Yaz aylarının gelmesiyle salgın hale gelebilen sarılık, virüs denen mikroorganizmaların oluşturduğu, karaciğerin yaygın iltihabi hastalığı olarak bildiriliyor. Hepatit A virüsü ile oluşan sarılık çok daha yaygın ve bulaşıcı olmasına karşın hafif atlatılıyor. Ancak B ve C virüsü ile oluşan sarılık kan ile bulaşıp, ölümcül olabiliyor. Medicana Samsun Hastanesi Klinik Mikrobiyoloji ve Enfeksiyon Hastalıkları Uzmanı Dr. Nurullah Dikmen viral hepatitler konusunda önemli bilgiler verdi.

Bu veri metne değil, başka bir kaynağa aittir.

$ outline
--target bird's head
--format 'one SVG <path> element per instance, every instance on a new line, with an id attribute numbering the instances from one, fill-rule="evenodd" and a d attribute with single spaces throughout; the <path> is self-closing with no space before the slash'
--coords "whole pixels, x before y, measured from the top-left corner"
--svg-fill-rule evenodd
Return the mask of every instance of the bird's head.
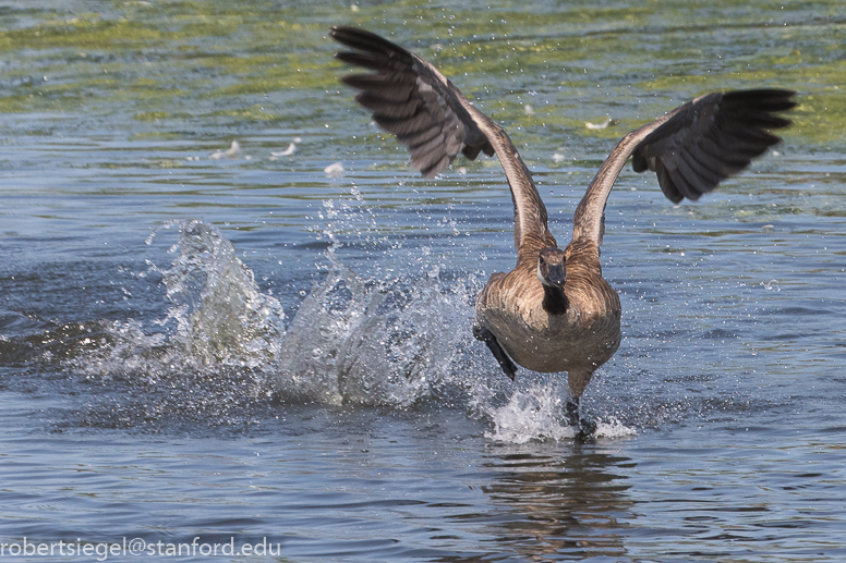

Her yıl 1 milyon kişinin yaşamını yitirmesine neden olan hepatitin; kan, cinsel ilişki ve vücut sıvıları ile bulaştığına dikkat çeken Dr. Nurullah Dikmen, 'Karaciğerde meydana gelen iltihabi reaksiyon olarak tanımlanan hepatit gerekli önlemler alınmadığında ölümcül sonuçlara yol açabiliyor. Bu hastalığın özellikle de virüs kaynaklı Hepatit B ve Hepatit C türlerindeki kronikleşme riski, toplum sağlığı açısından büyük önem taşıyor. Kronik hepatit dünya genelinde hem maddi hem de manevi açıdan toplumsal bir sorun olarak kabul edilmektedir. Hepatitin tanımlanmasının yanı sıra nasıl bulaştığının bilinmesi ve gerekli önlemlerin alınması ile yeni kuşakta görülme sıklığının azaltmaktadır' dedi.
Hepatitin bulaşma yolları hakkında bilgiler veren Dr. Dikmen, 'Aşısı bulunan Hepatit A, mikroplu yiyeceklerden, sudan ya da oral yolla bulaşabiliyor. Çocuklarda hastalık daha hafif şikayetlerle seyredebiliyorken, büyüklerde daha ağır şikayetlere neden olabiliyor. Hepatit B-Hepatit C ve Hepatit D ise kan ve vücut sıvıları ile bulaşabiliyor. Anneden çocuğa doğum sırasındaki travmaya bağlı olarak da geçebiliyor. Hepatit D, Hepatit B virüsü ile birlikte görülüyor. Hepatit B'ye karşı aşı ile önlem alabilmek mümkün iken hepatit C'ye karşı bir aşı yapılamamaktadır. Hepatit E, mikroplu sulardan ve oral yolla bulaşarak çoğunlukla gebelerde görülüyor' diye konuştu.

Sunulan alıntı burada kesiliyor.